A SOCAN licence in Canada gives businesses the freedom and flexibility to use virtually any music they use in their businesses or at their public events – legally, ethically, and easily.
What kind of mood was I after?
The dining room
The room had already established a tranquil atmosphere with the plants, water, high ceiling, and skylights, and I wanted the background music to carry on the laid-back ambience it established.
Classical music, such as Pachabel’s Canon, fit the bill along with some light jazz. It added to the escapism already alluded to in a previous post.
The bar/lounge required more energy in its music selection. The songs we played from lunch through to early evening had a little more tempo than the dining room but were still conducive to relaxing conversation.
I was fortunate to employ two bartenders – a couple of young brothers from Philadelphia – and I allowed them some free rein to create the music selection for the evening. They played a range that included Walking on The Moon by The Police to songs by Frank Sinatra. They could get carried away at times, but they knew when they had pushed the envelope. Even so, they were classy guys.
The bar’s music selection picked up tempo as the night progressed. As the bar got busier, the music got louder. Although never too loud.
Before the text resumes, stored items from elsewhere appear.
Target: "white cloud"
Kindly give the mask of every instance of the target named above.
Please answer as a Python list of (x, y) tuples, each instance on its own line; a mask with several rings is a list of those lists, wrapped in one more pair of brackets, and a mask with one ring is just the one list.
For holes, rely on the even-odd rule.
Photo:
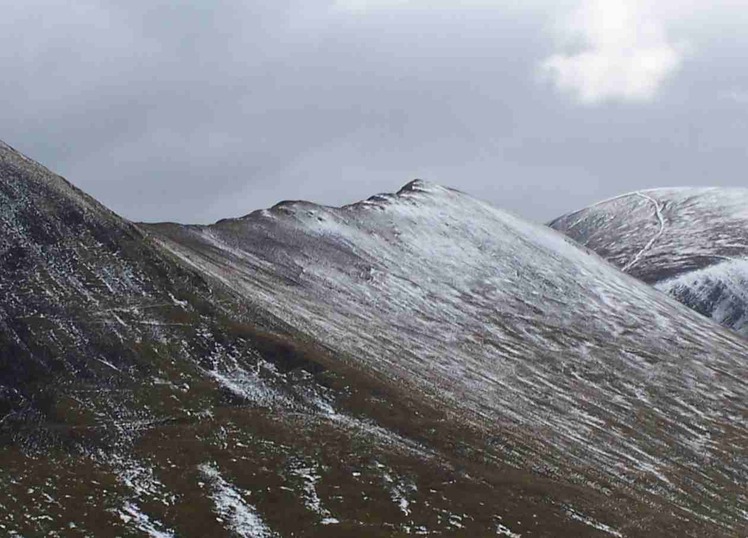
[(564, 51), (541, 65), (584, 104), (650, 101), (683, 60), (665, 17), (637, 0), (583, 0), (561, 28)]

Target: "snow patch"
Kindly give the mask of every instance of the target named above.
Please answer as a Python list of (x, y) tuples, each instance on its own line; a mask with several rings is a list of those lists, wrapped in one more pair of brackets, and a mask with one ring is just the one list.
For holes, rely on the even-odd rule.
[(496, 525), (496, 535), (497, 536), (507, 536), (508, 538), (522, 538), (521, 534), (517, 534), (515, 532), (512, 532), (512, 530), (507, 527), (506, 525), (502, 523), (497, 523)]
[(200, 473), (210, 483), (211, 498), (216, 513), (240, 538), (271, 538), (276, 536), (263, 521), (257, 509), (246, 502), (242, 492), (227, 482), (219, 470), (211, 464), (199, 467)]
[(290, 466), (290, 473), (302, 480), (304, 504), (307, 509), (320, 516), (320, 523), (323, 525), (333, 525), (340, 523), (334, 518), (329, 510), (322, 506), (322, 500), (317, 494), (317, 483), (320, 481), (320, 475), (315, 465), (306, 465), (304, 462), (294, 462)]
[(119, 517), (125, 525), (144, 532), (150, 538), (174, 538), (176, 536), (174, 531), (165, 529), (162, 523), (152, 520), (135, 504), (125, 503), (119, 510)]
[(576, 510), (573, 510), (570, 508), (569, 510), (567, 510), (566, 513), (574, 521), (579, 521), (581, 523), (584, 523), (585, 525), (589, 527), (592, 527), (604, 533), (610, 534), (611, 536), (615, 536), (616, 538), (623, 538), (623, 534), (621, 534), (619, 531), (615, 530), (614, 528), (610, 527), (609, 525), (605, 525), (604, 523), (595, 521), (591, 517), (580, 514)]

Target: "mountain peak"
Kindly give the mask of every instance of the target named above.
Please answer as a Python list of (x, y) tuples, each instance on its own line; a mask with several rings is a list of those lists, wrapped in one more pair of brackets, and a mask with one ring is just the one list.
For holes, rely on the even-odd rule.
[(135, 228), (7, 148), (0, 440), (76, 449), (0, 446), (11, 534), (746, 535), (746, 342), (552, 230), (422, 180)]
[[(497, 437), (543, 431), (537, 452), (532, 434), (517, 440), (527, 461), (555, 465), (547, 447), (566, 447), (617, 483), (620, 454), (635, 447), (636, 478), (621, 487), (656, 484), (675, 499), (683, 454), (724, 457), (695, 449), (678, 428), (656, 441), (623, 432), (726, 427), (720, 406), (731, 404), (710, 403), (709, 370), (720, 361), (742, 371), (737, 336), (559, 234), (439, 185), (416, 180), (344, 208), (306, 209), (151, 229), (186, 263), (362, 370), (433, 395)], [(738, 382), (729, 390), (745, 392)], [(675, 398), (690, 403), (667, 403)], [(576, 471), (556, 476), (567, 472)]]
[[(423, 179), (414, 179), (403, 185), (397, 192), (375, 194), (366, 199), (352, 202), (350, 204), (345, 204), (343, 206), (330, 206), (310, 202), (307, 200), (283, 200), (268, 209), (258, 209), (242, 217), (221, 219), (217, 221), (215, 225), (230, 225), (231, 223), (235, 222), (251, 221), (268, 216), (282, 218), (284, 216), (288, 217), (291, 215), (295, 215), (302, 218), (321, 218), (321, 215), (323, 214), (336, 214), (341, 211), (356, 211), (360, 209), (371, 208), (385, 210), (388, 206), (397, 203), (398, 201), (408, 200), (410, 203), (413, 203), (417, 200), (418, 202), (425, 202), (430, 198), (433, 199), (434, 197), (438, 197), (439, 195), (448, 195), (449, 193), (459, 193), (459, 191), (451, 189), (449, 187), (444, 187), (442, 185), (439, 185), (438, 183), (432, 183)], [(153, 224), (162, 225), (173, 223)]]
[(414, 179), (412, 181), (409, 181), (405, 185), (403, 185), (398, 192), (400, 193), (406, 193), (406, 192), (414, 192), (414, 191), (420, 191), (420, 192), (428, 192), (435, 188), (443, 188), (440, 185), (436, 183), (432, 183), (430, 181), (426, 181), (424, 179)]

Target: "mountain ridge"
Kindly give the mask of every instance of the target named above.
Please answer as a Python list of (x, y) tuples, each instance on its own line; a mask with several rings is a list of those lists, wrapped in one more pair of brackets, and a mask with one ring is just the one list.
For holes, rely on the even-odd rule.
[[(541, 351), (546, 346), (554, 349), (555, 339), (584, 340), (590, 350), (599, 350), (593, 354), (613, 353), (607, 359), (615, 361), (621, 359), (620, 355), (614, 359), (621, 351), (613, 350), (626, 349), (625, 353), (641, 354), (637, 359), (643, 361), (640, 365), (658, 364), (655, 367), (658, 369), (666, 368), (665, 363), (674, 360), (675, 354), (683, 363), (672, 363), (668, 375), (674, 377), (669, 381), (669, 389), (675, 390), (674, 379), (684, 375), (682, 371), (676, 373), (681, 368), (696, 375), (683, 385), (686, 399), (694, 396), (695, 387), (701, 383), (696, 379), (706, 374), (703, 368), (716, 367), (716, 363), (707, 366), (708, 361), (703, 364), (694, 361), (697, 348), (692, 346), (699, 344), (689, 331), (721, 342), (718, 346), (730, 342), (729, 346), (735, 346), (734, 353), (745, 354), (737, 337), (717, 329), (639, 281), (619, 276), (596, 255), (580, 251), (568, 238), (524, 223), (456, 191), (423, 186), (426, 195), (420, 192), (418, 184), (417, 187), (400, 196), (380, 195), (343, 208), (297, 204), (213, 226), (167, 224), (153, 225), (149, 230), (187, 263), (233, 287), (248, 300), (259, 301), (288, 323), (305, 327), (312, 337), (324, 338), (334, 349), (359, 357), (367, 368), (394, 376), (398, 383), (407, 383), (412, 390), (437, 397), (442, 405), (461, 410), (463, 418), (477, 416), (478, 423), (484, 426), (486, 421), (496, 424), (500, 420), (501, 428), (515, 431), (513, 442), (517, 446), (526, 443), (522, 450), (528, 452), (520, 455), (520, 450), (514, 457), (519, 456), (520, 462), (523, 457), (535, 459), (536, 465), (542, 462), (540, 465), (548, 468), (559, 465), (552, 451), (543, 455), (534, 452), (536, 449), (532, 447), (537, 438), (533, 434), (517, 435), (517, 428), (532, 432), (542, 424), (548, 435), (545, 441), (553, 439), (564, 446), (567, 454), (568, 451), (584, 453), (586, 445), (581, 438), (575, 438), (558, 410), (585, 407), (576, 393), (601, 387), (600, 380), (593, 376), (585, 380), (589, 382), (585, 388), (581, 385), (572, 388), (564, 375), (546, 370), (550, 367), (544, 361), (554, 364), (554, 368), (558, 365), (562, 371), (565, 368), (574, 371), (576, 367), (571, 366), (576, 364), (574, 361), (580, 361), (580, 365), (587, 361), (584, 353), (566, 344), (557, 351), (575, 358), (565, 366), (555, 363), (548, 351)], [(565, 280), (571, 275), (576, 276)], [(605, 284), (598, 288), (601, 283)], [(267, 295), (266, 290), (273, 290), (272, 295)], [(286, 296), (294, 297), (293, 306), (284, 305)], [(503, 314), (502, 308), (494, 308), (501, 304), (506, 305)], [(644, 304), (647, 306), (642, 307)], [(621, 319), (622, 326), (617, 326), (604, 321), (607, 317), (616, 319), (624, 315), (616, 312), (623, 305), (629, 310), (626, 315), (632, 317), (630, 323)], [(593, 314), (593, 307), (600, 310)], [(662, 312), (662, 317), (654, 312)], [(598, 319), (593, 322), (595, 317)], [(678, 322), (671, 324), (668, 321), (671, 317)], [(440, 319), (450, 322), (440, 324)], [(505, 325), (507, 322), (509, 325)], [(483, 327), (487, 332), (472, 331), (470, 327)], [(513, 332), (520, 327), (522, 332)], [(640, 347), (642, 344), (627, 334), (650, 334), (645, 347), (656, 347), (657, 341), (664, 345), (657, 351), (650, 348), (645, 352)], [(610, 342), (609, 350), (606, 340)], [(681, 345), (685, 346), (682, 352), (675, 351)], [(514, 362), (523, 348), (527, 360)], [(661, 356), (655, 358), (653, 351)], [(698, 353), (702, 360), (714, 355), (713, 350), (706, 349)], [(668, 355), (669, 359), (663, 358)], [(731, 366), (721, 363), (717, 368), (733, 371), (737, 376), (742, 363), (732, 362), (729, 355), (723, 357)], [(389, 358), (392, 356), (398, 357), (397, 361)], [(450, 356), (451, 361), (446, 359)], [(422, 370), (429, 357), (438, 357), (440, 363)], [(514, 373), (507, 376), (507, 371), (497, 371), (491, 361), (511, 366), (507, 371)], [(626, 360), (617, 363), (601, 375), (614, 379), (629, 368), (625, 363)], [(640, 375), (635, 373), (639, 367), (627, 370), (628, 375)], [(525, 368), (526, 372), (516, 375)], [(618, 368), (622, 370), (617, 371)], [(651, 390), (651, 382), (646, 383), (650, 386), (646, 390)], [(733, 389), (744, 390), (736, 383)], [(571, 401), (564, 402), (557, 384), (563, 384), (565, 394), (570, 395), (565, 397)], [(517, 386), (524, 388), (519, 391)], [(506, 391), (512, 397), (497, 396), (496, 390)], [(622, 401), (639, 405), (634, 403), (640, 397), (634, 396), (636, 390), (625, 396), (626, 390), (616, 389), (615, 394), (604, 398), (623, 398)], [(523, 400), (524, 403), (518, 403)], [(696, 409), (704, 404), (705, 401), (694, 402), (687, 407), (695, 405)], [(554, 407), (556, 414), (540, 418), (546, 406)], [(587, 435), (603, 433), (593, 426), (598, 418), (608, 422), (621, 419), (612, 418), (607, 411), (602, 413), (584, 419), (591, 428)], [(627, 431), (635, 428), (632, 424), (625, 426)], [(501, 429), (500, 435), (507, 436), (507, 429)], [(613, 445), (608, 446), (607, 442)], [(603, 455), (607, 450), (611, 454), (642, 450), (641, 446), (612, 448), (616, 442), (599, 440), (594, 446), (600, 452), (579, 456), (580, 460), (601, 458), (595, 464), (599, 471), (604, 467), (602, 460), (609, 457)], [(689, 444), (685, 439), (671, 439), (668, 443), (673, 446), (684, 443), (682, 450), (693, 450), (685, 448)], [(643, 461), (641, 465), (642, 469), (649, 468), (652, 476), (658, 476), (659, 471), (654, 470), (651, 462)], [(560, 478), (569, 471), (557, 472)], [(617, 480), (612, 475), (608, 478)], [(669, 479), (659, 475), (655, 482), (659, 483), (655, 487), (661, 487)]]
[(0, 180), (2, 533), (598, 534), (599, 494), (487, 464), (480, 432), (5, 147)]
[(744, 534), (748, 344), (570, 239), (423, 182), (109, 225), (14, 155), (0, 366), (51, 373), (0, 423), (0, 529)]

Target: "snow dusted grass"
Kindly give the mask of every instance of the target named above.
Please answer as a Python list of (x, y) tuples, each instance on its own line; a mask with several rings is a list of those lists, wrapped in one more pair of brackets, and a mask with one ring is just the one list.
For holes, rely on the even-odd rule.
[(145, 533), (149, 538), (174, 538), (174, 532), (165, 530), (163, 525), (153, 521), (147, 514), (143, 513), (137, 505), (125, 503), (119, 511), (122, 522), (133, 530)]
[(174, 503), (174, 495), (166, 490), (166, 486), (156, 478), (154, 469), (149, 465), (117, 454), (101, 454), (97, 459), (112, 467), (116, 476), (132, 492), (135, 499), (154, 500), (166, 506)]
[(597, 203), (551, 226), (697, 312), (748, 334), (748, 189), (645, 192)]
[[(204, 260), (194, 258), (201, 274), (185, 270), (141, 228), (2, 145), (0, 176), (0, 248), (12, 249), (2, 260), (0, 317), (11, 322), (2, 336), (16, 346), (14, 360), (53, 372), (33, 379), (31, 388), (50, 389), (51, 397), (41, 399), (44, 414), (32, 413), (22, 424), (23, 434), (33, 435), (19, 442), (45, 456), (0, 447), (0, 531), (151, 538), (359, 531), (483, 536), (496, 529), (494, 514), (510, 518), (511, 528), (510, 522), (522, 521), (528, 530), (537, 522), (535, 506), (554, 514), (545, 523), (554, 529), (583, 528), (558, 518), (560, 505), (534, 496), (529, 471), (517, 476), (496, 454), (480, 452), (484, 441), (504, 437), (458, 427), (475, 411), (494, 421), (495, 410), (506, 407), (500, 418), (511, 421), (512, 413), (522, 416), (548, 399), (533, 394), (521, 402), (524, 408), (506, 406), (504, 398), (519, 400), (504, 394), (515, 381), (531, 393), (554, 386), (535, 369), (512, 364), (532, 346), (527, 338), (507, 337), (486, 312), (496, 314), (508, 301), (511, 308), (500, 315), (520, 320), (509, 325), (556, 351), (569, 347), (553, 334), (533, 333), (533, 319), (521, 322), (544, 304), (554, 275), (532, 263), (498, 264), (494, 258), (501, 252), (491, 243), (496, 223), (465, 221), (466, 215), (485, 217), (482, 205), (450, 216), (453, 200), (443, 211), (424, 211), (423, 196), (441, 199), (450, 192), (417, 183), (401, 195), (341, 210), (296, 203), (260, 212), (256, 217), (271, 227), (296, 222), (298, 228), (283, 231), (277, 244), (250, 234), (250, 241), (271, 239), (256, 251), (237, 245), (231, 234), (208, 230), (203, 239), (213, 260), (225, 251), (236, 261), (232, 270), (211, 274), (251, 292), (255, 302), (247, 312), (235, 309), (234, 296), (214, 279), (204, 278)], [(500, 231), (509, 236), (514, 228)], [(456, 244), (454, 237), (466, 240)], [(528, 244), (542, 251), (547, 245), (536, 244), (543, 241), (515, 240), (509, 251), (521, 257)], [(492, 271), (497, 265), (498, 275)], [(251, 285), (246, 267), (258, 271)], [(525, 296), (528, 308), (518, 310), (517, 294), (492, 290), (521, 284), (525, 272), (540, 277), (540, 285)], [(616, 297), (608, 300), (614, 305)], [(466, 333), (476, 327), (476, 315), (488, 333), (506, 340)], [(287, 345), (263, 345), (252, 329), (269, 323), (264, 329), (288, 334), (279, 319), (322, 343), (334, 360), (318, 364)], [(511, 360), (476, 353), (484, 347)], [(349, 359), (357, 370), (347, 377), (350, 369), (334, 366)], [(371, 371), (382, 374), (376, 383), (364, 381), (374, 378)], [(28, 388), (21, 378), (10, 386)], [(523, 394), (526, 387), (516, 390)], [(424, 392), (443, 394), (436, 400), (440, 406), (424, 403)], [(569, 398), (563, 403), (574, 401)], [(683, 407), (695, 408), (692, 403), (684, 400)], [(526, 415), (522, 427), (548, 427), (547, 410), (541, 411)], [(577, 419), (607, 425), (592, 411), (574, 413), (571, 422)], [(2, 433), (18, 431), (9, 425), (19, 423), (3, 412)], [(39, 434), (37, 425), (48, 431)], [(587, 433), (568, 430), (572, 440)], [(290, 458), (303, 460), (295, 476), (288, 475)], [(386, 465), (374, 469), (372, 461)], [(552, 496), (556, 484), (543, 491)]]
[(657, 289), (748, 335), (748, 259), (728, 260), (658, 282)]
[(262, 520), (257, 509), (245, 500), (246, 492), (227, 482), (211, 464), (200, 466), (200, 473), (212, 489), (211, 498), (218, 517), (241, 538), (272, 538), (275, 533)]
[[(416, 485), (404, 480), (395, 480), (387, 472), (382, 475), (382, 478), (390, 492), (392, 502), (395, 503), (405, 517), (409, 517), (411, 514), (409, 497), (418, 491)], [(452, 521), (450, 521), (450, 523), (452, 523)], [(452, 526), (454, 526), (454, 524)]]
[(587, 517), (583, 514), (580, 514), (579, 512), (576, 512), (575, 510), (569, 510), (568, 512), (569, 517), (575, 521), (581, 521), (585, 525), (592, 527), (593, 529), (597, 529), (599, 531), (604, 532), (605, 534), (608, 534), (610, 536), (614, 536), (615, 538), (624, 538), (623, 534), (618, 532), (617, 530), (611, 528), (608, 525), (605, 525), (604, 523), (600, 523), (599, 521), (595, 521), (591, 517)]
[(317, 494), (317, 482), (320, 481), (318, 469), (315, 465), (303, 462), (293, 462), (289, 469), (292, 476), (302, 481), (303, 498), (306, 507), (317, 514), (322, 525), (335, 525), (340, 520), (333, 517), (329, 510), (322, 506), (322, 500)]
[[(632, 200), (648, 223), (623, 261), (636, 268), (672, 223), (651, 192), (615, 203)], [(738, 514), (723, 496), (742, 487), (728, 440), (748, 401), (745, 344), (547, 228), (414, 182), (344, 208), (290, 202), (156, 231), (358, 367), (510, 436), (518, 449), (500, 458), (683, 514)]]

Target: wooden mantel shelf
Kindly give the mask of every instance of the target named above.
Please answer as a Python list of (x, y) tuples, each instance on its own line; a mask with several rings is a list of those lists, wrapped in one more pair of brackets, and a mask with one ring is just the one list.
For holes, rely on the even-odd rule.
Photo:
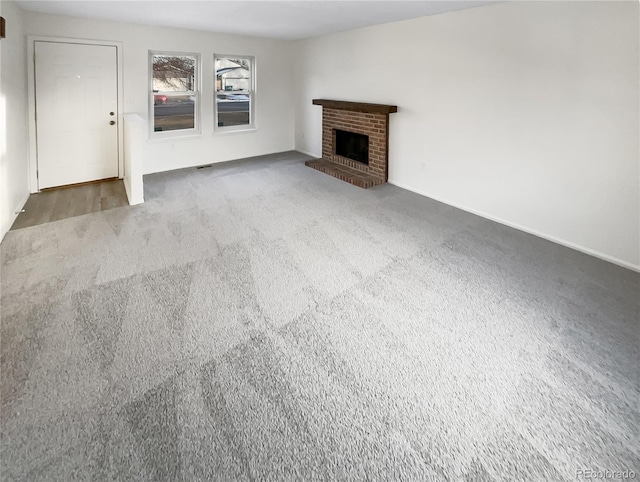
[(344, 100), (313, 99), (314, 105), (321, 105), (328, 109), (351, 110), (371, 114), (391, 114), (398, 112), (397, 105), (366, 104), (364, 102), (346, 102)]

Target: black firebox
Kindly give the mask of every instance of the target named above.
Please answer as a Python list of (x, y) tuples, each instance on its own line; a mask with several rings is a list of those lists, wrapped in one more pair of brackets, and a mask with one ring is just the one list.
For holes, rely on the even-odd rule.
[(369, 136), (336, 129), (336, 154), (369, 165)]

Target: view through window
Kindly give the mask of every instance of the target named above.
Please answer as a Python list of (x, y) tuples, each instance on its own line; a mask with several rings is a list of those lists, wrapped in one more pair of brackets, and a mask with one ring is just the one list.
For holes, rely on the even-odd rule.
[(154, 132), (196, 128), (197, 67), (197, 55), (151, 55)]
[(251, 128), (254, 101), (253, 57), (216, 55), (215, 115), (218, 129)]

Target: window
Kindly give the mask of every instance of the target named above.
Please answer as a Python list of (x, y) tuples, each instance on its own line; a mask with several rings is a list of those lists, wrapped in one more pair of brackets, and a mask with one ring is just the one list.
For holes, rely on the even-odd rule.
[(152, 137), (197, 133), (200, 129), (198, 54), (150, 52), (149, 111)]
[(216, 55), (214, 117), (216, 131), (255, 128), (255, 59)]

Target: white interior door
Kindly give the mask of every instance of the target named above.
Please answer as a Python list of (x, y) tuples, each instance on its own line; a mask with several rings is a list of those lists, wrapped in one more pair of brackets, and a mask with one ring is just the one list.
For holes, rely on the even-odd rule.
[(116, 47), (37, 41), (35, 80), (38, 187), (117, 177)]

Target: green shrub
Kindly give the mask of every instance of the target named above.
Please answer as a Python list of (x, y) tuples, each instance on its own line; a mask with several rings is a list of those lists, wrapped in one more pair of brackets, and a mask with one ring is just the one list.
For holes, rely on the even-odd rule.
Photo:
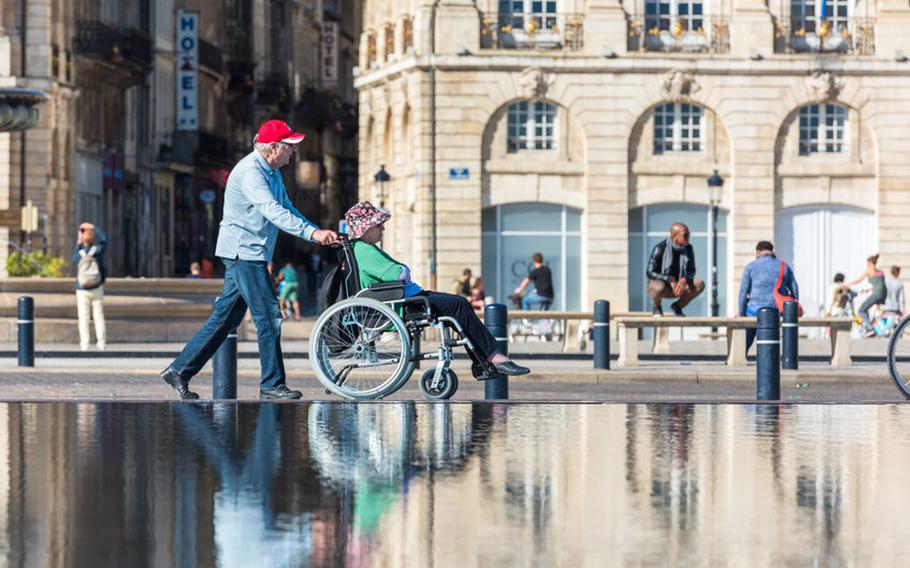
[(6, 259), (6, 272), (10, 276), (57, 278), (63, 276), (64, 262), (63, 257), (38, 251), (30, 253), (13, 251)]

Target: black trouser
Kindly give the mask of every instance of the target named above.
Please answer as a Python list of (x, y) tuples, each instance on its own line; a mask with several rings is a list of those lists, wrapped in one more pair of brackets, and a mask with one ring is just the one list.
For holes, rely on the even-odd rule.
[(887, 298), (887, 293), (878, 295), (871, 294), (866, 298), (866, 301), (863, 302), (863, 305), (859, 307), (859, 317), (863, 320), (863, 327), (865, 329), (872, 329), (872, 318), (869, 317), (869, 310), (876, 304), (884, 304)]
[(436, 310), (436, 315), (449, 316), (458, 322), (474, 344), (479, 357), (486, 359), (498, 350), (493, 334), (481, 323), (480, 318), (474, 313), (474, 308), (464, 296), (444, 292), (425, 292), (425, 295)]

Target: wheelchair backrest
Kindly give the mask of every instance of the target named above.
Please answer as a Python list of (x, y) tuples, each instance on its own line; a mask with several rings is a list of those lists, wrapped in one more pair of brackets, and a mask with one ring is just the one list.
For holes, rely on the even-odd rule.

We didn’t want our patrons to have to yell at each other while still creating a party atmosphere.
I’m not sure if it was the music, the room, or the staff, but our patrons were generally a bit older and mature. Mission accomplished.
Diane Tell’s “On a Beau” was a perfect song for our bistro that served fresh pasta in a quaint setting. I associated this song with a European cafe.
Music is personal so don’t get carried away
Be cautious with music because it affects all patrons equally. Although it can be a great enhancement, it can also deter from the dining out experience that is being sought.
On a side note, working in a busy restaurant kitchen can be a real buzz and Flight of the Bumblebee is a fitting song to match this setting.